EUR/USD appears to have faltered its rebound from five-month lows this Thursday, as the price consolidates just below the 1.1750 level amid a risk-off market mood.

The US dollar licks its wounds in the aftermath of a softer inflation report, which eased the pressure off the Fed for an imminent hawkish move. The Treasury yields also trend lower capping the downside in the spot.

However, Chinese crackdown-led risk aversion and the recent series of dismal German economic data keep the EUR bulls on the defensive.

Looking forward, the major now awaits the US PPI and Jobless Claims data for fresh trading impulse. In the meantime, the dynamics in the dollar and yields will continue to play out amid a tepid risk tone.

EUR/USD technical outlook

From a near-term technical perspective, EUR/USD’s daily chart shows that there is some additional room for the downside.

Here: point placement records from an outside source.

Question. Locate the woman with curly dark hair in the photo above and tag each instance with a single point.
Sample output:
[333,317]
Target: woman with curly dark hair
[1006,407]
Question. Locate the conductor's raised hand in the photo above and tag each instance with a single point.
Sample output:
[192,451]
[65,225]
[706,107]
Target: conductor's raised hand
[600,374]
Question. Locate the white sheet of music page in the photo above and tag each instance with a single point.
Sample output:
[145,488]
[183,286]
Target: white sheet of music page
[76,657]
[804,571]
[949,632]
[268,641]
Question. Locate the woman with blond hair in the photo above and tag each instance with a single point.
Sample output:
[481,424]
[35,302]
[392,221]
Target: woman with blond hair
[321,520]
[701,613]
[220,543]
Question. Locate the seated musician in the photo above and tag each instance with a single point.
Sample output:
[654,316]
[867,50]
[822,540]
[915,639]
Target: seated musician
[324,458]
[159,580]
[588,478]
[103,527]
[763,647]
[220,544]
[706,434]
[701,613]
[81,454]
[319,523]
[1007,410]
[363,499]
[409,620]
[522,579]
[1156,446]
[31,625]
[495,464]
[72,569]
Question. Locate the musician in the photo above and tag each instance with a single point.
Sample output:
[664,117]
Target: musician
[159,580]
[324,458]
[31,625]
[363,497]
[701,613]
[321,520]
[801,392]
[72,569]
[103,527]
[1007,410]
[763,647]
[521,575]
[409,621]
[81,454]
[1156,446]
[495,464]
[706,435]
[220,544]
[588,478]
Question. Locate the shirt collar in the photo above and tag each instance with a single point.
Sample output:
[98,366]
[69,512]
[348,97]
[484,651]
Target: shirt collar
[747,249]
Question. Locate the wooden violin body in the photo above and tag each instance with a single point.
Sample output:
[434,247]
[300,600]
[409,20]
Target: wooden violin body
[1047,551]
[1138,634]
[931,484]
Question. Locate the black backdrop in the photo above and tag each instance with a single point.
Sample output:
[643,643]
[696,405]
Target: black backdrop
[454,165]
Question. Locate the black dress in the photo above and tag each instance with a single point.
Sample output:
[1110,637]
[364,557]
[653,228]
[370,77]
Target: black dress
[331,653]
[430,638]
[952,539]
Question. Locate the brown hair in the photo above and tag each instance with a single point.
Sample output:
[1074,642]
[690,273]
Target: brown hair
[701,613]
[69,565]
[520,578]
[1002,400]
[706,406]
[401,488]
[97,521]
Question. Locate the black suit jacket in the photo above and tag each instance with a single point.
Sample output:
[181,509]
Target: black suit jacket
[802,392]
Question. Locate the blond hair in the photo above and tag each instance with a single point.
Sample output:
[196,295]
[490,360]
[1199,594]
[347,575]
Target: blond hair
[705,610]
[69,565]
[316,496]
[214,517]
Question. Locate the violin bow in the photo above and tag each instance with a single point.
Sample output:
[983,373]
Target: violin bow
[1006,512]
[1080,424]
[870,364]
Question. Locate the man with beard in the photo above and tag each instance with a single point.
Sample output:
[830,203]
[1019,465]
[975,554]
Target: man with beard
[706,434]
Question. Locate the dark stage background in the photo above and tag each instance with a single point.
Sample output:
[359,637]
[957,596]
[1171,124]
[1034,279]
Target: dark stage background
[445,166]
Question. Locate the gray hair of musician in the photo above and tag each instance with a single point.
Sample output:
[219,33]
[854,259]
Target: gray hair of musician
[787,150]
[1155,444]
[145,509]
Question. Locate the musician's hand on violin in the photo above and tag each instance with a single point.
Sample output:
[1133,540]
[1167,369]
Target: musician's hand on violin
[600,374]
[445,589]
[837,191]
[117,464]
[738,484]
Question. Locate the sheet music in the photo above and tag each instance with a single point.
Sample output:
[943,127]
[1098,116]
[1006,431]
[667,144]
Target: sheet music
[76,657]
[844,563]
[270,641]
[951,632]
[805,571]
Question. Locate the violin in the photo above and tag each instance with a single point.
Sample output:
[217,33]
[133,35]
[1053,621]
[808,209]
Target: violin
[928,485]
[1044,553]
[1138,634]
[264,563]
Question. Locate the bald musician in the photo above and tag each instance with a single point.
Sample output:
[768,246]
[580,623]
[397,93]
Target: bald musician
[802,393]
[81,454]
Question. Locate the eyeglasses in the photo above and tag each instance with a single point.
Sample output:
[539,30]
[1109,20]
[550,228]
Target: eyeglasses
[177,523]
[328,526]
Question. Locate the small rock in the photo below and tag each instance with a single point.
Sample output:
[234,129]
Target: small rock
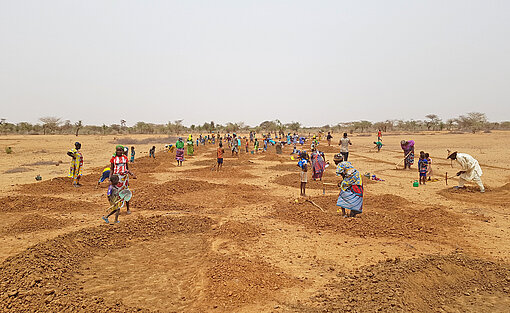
[12,293]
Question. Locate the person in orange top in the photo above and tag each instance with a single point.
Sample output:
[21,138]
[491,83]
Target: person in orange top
[219,154]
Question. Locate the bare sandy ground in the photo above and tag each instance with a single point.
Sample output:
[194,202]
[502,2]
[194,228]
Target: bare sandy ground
[242,240]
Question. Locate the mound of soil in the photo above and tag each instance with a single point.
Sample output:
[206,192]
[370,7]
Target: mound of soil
[230,161]
[61,185]
[228,197]
[428,284]
[293,180]
[34,222]
[236,280]
[23,203]
[227,171]
[40,278]
[239,231]
[471,194]
[383,216]
[268,156]
[166,196]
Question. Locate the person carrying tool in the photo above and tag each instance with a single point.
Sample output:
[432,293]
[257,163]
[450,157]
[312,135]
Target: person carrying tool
[470,170]
[351,187]
[113,198]
[344,146]
[408,147]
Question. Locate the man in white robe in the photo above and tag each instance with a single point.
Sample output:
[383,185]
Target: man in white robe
[471,170]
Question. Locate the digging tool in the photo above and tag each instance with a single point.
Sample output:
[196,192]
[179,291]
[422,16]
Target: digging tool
[446,177]
[396,165]
[324,188]
[315,205]
[124,196]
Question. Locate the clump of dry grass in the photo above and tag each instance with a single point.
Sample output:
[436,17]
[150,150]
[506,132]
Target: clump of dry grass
[43,163]
[17,170]
[150,140]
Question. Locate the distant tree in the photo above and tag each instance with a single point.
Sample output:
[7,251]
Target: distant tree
[474,121]
[78,125]
[24,127]
[294,126]
[362,125]
[268,126]
[450,123]
[433,121]
[50,123]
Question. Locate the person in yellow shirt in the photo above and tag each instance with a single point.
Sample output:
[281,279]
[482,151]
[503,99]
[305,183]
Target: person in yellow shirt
[75,171]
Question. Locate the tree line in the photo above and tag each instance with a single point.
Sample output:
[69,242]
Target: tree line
[470,122]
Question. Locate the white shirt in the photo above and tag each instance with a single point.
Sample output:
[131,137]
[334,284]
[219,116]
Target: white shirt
[344,144]
[470,165]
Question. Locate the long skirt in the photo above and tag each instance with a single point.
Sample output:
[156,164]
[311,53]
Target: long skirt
[409,159]
[179,154]
[123,181]
[351,199]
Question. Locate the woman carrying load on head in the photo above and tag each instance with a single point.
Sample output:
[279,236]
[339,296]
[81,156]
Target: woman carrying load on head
[119,165]
[191,149]
[408,147]
[179,152]
[76,164]
[351,187]
[318,164]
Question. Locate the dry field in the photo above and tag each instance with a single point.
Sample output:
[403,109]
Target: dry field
[238,241]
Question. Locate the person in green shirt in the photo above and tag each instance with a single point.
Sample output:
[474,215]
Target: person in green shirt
[379,145]
[179,154]
[191,149]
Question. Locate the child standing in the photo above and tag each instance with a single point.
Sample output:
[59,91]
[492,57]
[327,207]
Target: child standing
[104,176]
[379,145]
[429,164]
[132,154]
[113,198]
[303,165]
[219,155]
[422,167]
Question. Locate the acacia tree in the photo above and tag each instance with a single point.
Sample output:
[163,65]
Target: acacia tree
[433,121]
[294,126]
[473,121]
[78,126]
[50,123]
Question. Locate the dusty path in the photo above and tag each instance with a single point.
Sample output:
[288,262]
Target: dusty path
[237,240]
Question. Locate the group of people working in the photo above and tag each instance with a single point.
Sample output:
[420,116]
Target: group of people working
[351,186]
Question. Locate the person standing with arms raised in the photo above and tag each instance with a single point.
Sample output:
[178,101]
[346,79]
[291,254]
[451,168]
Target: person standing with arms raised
[344,146]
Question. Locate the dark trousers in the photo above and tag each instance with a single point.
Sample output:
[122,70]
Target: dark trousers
[345,155]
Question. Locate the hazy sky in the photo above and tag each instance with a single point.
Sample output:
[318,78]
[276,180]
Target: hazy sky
[317,62]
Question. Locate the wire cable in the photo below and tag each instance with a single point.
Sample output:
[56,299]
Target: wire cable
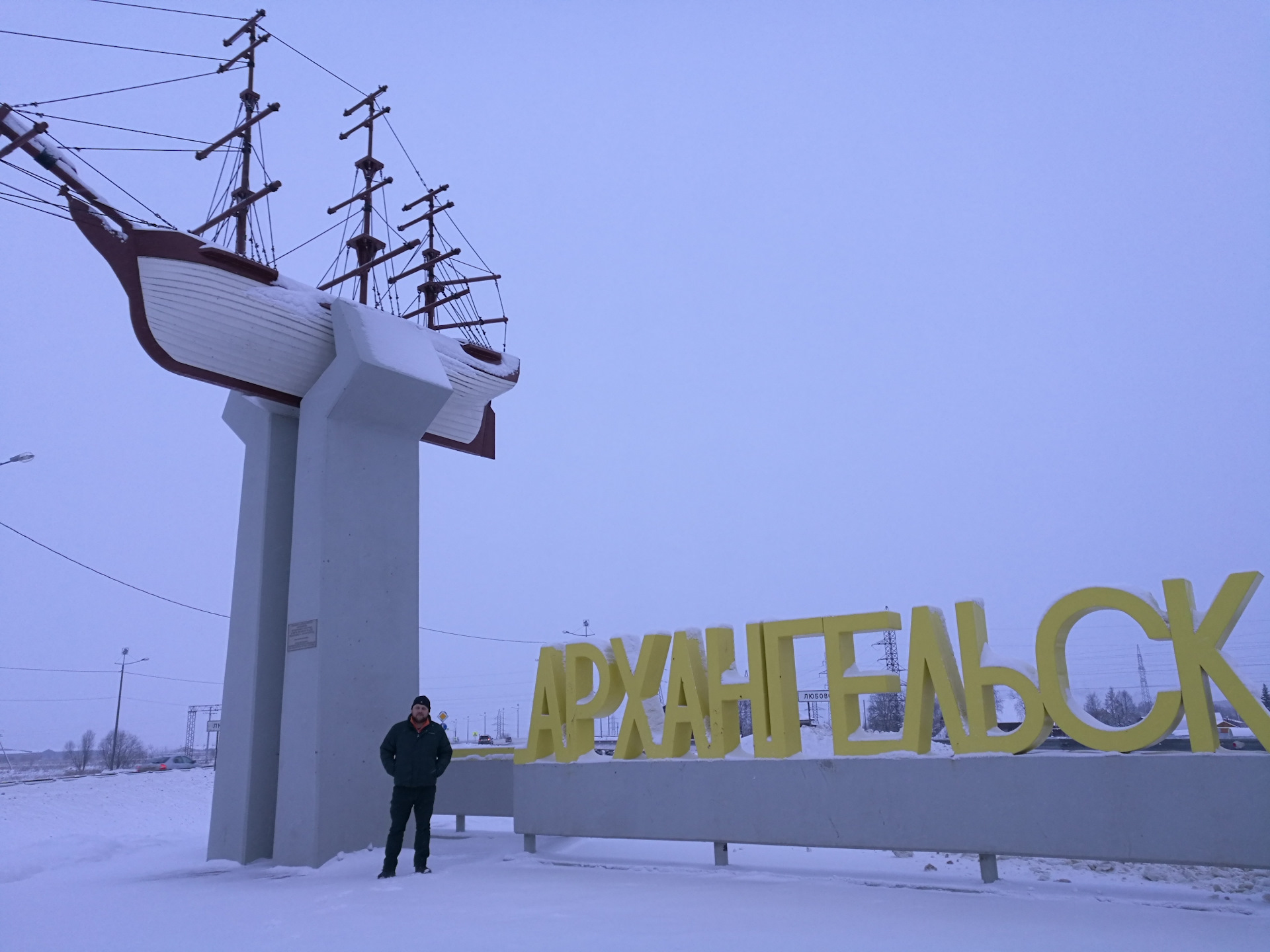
[196,608]
[168,9]
[15,201]
[316,237]
[125,89]
[95,670]
[97,571]
[114,183]
[318,65]
[111,46]
[480,637]
[106,126]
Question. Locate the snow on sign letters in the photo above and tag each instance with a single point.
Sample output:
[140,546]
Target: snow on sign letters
[302,635]
[581,682]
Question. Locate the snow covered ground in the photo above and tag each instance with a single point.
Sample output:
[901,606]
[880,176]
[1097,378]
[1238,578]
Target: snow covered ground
[117,863]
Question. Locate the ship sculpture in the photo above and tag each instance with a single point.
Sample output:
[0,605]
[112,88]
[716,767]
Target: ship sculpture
[211,305]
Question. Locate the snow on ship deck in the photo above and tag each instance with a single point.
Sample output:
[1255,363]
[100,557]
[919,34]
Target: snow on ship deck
[280,337]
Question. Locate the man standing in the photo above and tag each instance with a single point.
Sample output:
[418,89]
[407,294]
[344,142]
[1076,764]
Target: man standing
[414,753]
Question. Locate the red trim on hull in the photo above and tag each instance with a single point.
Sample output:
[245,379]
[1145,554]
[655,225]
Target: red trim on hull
[122,254]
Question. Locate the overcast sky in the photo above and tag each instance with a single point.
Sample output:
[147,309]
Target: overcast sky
[822,307]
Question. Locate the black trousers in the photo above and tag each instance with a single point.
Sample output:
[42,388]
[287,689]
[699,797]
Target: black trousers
[404,800]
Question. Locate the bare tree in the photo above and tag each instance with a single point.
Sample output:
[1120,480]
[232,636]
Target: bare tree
[886,713]
[1117,710]
[128,752]
[84,753]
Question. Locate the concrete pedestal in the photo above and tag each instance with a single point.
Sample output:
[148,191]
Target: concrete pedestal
[352,659]
[247,771]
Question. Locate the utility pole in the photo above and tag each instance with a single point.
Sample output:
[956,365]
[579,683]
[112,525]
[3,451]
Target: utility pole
[1143,688]
[118,702]
[888,709]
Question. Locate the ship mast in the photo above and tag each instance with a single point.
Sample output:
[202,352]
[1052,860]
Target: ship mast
[251,99]
[243,196]
[365,244]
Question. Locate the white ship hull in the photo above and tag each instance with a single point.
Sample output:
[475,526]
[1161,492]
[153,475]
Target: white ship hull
[205,313]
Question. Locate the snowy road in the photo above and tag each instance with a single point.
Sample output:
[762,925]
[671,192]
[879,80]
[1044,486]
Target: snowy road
[117,863]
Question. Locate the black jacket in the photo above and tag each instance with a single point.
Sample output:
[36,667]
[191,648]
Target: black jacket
[415,758]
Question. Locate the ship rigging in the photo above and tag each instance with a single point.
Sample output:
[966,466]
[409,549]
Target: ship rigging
[210,302]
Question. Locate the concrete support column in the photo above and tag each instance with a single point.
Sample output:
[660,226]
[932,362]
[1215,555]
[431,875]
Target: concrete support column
[247,764]
[352,660]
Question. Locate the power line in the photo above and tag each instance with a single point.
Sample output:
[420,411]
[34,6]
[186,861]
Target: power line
[168,9]
[479,637]
[97,571]
[125,89]
[111,46]
[205,611]
[95,670]
[121,128]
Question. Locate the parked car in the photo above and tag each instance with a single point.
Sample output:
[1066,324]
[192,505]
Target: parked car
[177,762]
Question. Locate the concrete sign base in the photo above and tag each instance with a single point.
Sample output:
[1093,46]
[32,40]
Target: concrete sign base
[1191,809]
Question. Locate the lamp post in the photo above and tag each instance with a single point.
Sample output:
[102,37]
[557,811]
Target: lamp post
[114,738]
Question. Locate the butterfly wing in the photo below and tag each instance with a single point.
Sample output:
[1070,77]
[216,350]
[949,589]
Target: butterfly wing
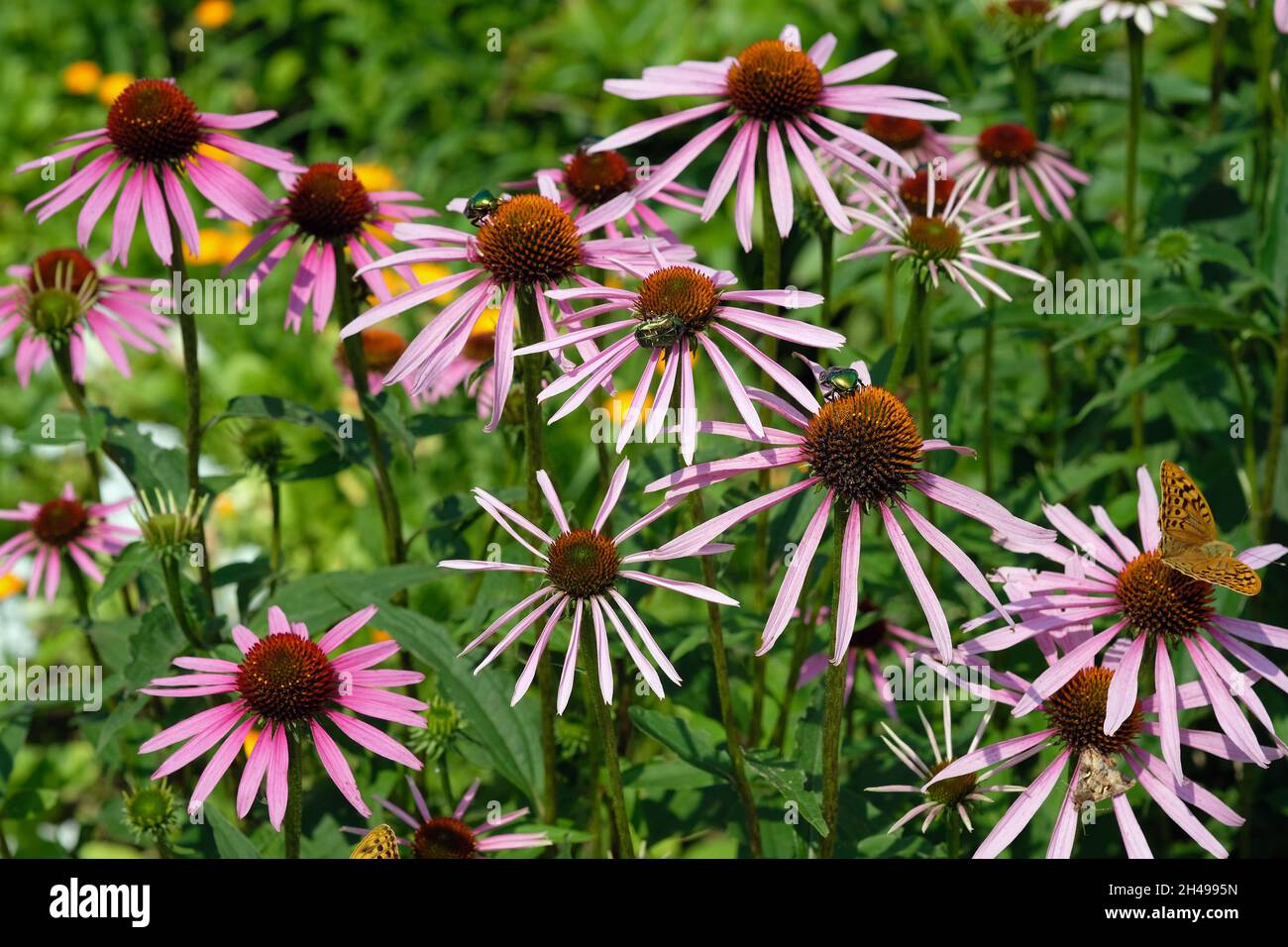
[1184,515]
[1219,570]
[378,843]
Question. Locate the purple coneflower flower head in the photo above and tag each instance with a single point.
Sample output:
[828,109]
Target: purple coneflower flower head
[1149,605]
[862,451]
[63,525]
[581,570]
[1142,13]
[952,241]
[59,296]
[1010,155]
[1089,763]
[677,312]
[287,686]
[952,797]
[871,634]
[153,138]
[589,180]
[450,836]
[327,210]
[915,142]
[773,88]
[528,244]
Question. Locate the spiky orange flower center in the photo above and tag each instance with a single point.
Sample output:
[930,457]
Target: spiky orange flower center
[529,240]
[864,446]
[329,202]
[914,192]
[934,239]
[900,134]
[1008,145]
[772,81]
[59,522]
[953,791]
[1159,600]
[682,292]
[445,838]
[597,178]
[154,121]
[583,564]
[1077,711]
[284,678]
[381,348]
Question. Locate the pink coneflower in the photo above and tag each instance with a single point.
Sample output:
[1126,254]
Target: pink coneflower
[60,526]
[864,643]
[915,142]
[450,836]
[677,312]
[1142,13]
[527,245]
[589,180]
[1145,602]
[772,84]
[59,296]
[953,241]
[283,682]
[1012,155]
[581,567]
[1089,763]
[327,208]
[153,138]
[952,797]
[861,449]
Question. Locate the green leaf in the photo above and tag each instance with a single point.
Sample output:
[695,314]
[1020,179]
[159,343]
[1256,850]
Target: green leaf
[790,781]
[690,745]
[509,735]
[228,839]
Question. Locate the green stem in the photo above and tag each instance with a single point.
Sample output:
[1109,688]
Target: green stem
[911,326]
[987,411]
[294,825]
[606,737]
[1134,102]
[833,709]
[357,359]
[170,573]
[719,659]
[193,428]
[535,441]
[1274,442]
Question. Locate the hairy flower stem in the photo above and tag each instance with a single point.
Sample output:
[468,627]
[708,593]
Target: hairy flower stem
[294,825]
[357,359]
[833,709]
[606,737]
[719,659]
[535,440]
[1134,101]
[193,428]
[772,278]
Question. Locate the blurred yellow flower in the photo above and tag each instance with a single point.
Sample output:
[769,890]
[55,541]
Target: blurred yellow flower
[112,85]
[11,585]
[376,176]
[81,77]
[213,13]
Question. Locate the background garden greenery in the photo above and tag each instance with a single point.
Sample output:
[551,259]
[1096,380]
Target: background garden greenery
[411,93]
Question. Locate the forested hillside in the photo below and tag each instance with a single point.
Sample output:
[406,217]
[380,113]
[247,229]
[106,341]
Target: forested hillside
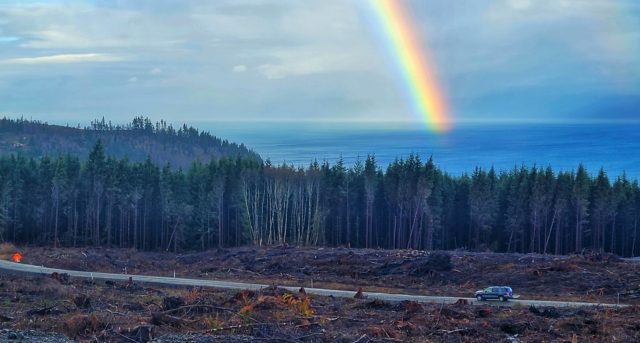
[103,201]
[138,140]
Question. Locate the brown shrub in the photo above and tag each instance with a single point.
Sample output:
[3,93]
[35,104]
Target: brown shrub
[80,324]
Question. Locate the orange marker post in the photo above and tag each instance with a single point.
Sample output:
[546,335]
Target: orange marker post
[17,257]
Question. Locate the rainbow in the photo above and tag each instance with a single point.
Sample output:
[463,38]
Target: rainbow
[415,68]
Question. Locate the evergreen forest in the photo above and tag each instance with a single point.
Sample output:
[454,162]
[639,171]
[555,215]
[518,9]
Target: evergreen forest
[238,199]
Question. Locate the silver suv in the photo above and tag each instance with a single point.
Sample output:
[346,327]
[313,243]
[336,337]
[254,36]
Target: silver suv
[502,293]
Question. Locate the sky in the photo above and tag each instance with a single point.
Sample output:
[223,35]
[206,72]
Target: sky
[316,60]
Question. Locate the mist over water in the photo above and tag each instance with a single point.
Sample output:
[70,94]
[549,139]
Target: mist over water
[615,147]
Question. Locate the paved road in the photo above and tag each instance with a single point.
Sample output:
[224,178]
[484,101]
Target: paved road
[31,269]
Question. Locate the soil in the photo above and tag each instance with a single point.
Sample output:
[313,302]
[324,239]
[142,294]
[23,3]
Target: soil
[56,308]
[87,311]
[589,277]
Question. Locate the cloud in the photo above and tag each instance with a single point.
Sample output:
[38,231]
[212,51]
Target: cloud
[64,58]
[519,4]
[8,39]
[239,68]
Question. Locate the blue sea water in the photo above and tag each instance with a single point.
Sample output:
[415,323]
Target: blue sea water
[614,147]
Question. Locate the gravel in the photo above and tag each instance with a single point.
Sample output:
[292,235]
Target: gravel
[202,339]
[11,336]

If the selling pressure returns, then the pair could drop back towards the multi-month troughs of 1.1706, below which a sell-off towards the falling trendline support at 1.1657 cannot be ruled out.

The 14-day Relative Strength Index (RSI) trades flat but well below the midline, keeping the bearish interests alive and kicking.

EUR/USD: Daily chart

Alternatively, the cable bulls see immediate resistance at Wednesday’s high of 1.1754.

Further up, the August 9 high of 1.1769 could be on the buyers’ radar. Acceptance above the latter could fuel a run towards the bearish 21-Daily Moving Average (DMA) at 1.1803.

To conclude, any pullbacks in EUR/USD from multi-month lows are likely to remain shallow, as the risks remain skewed to the downside for the major.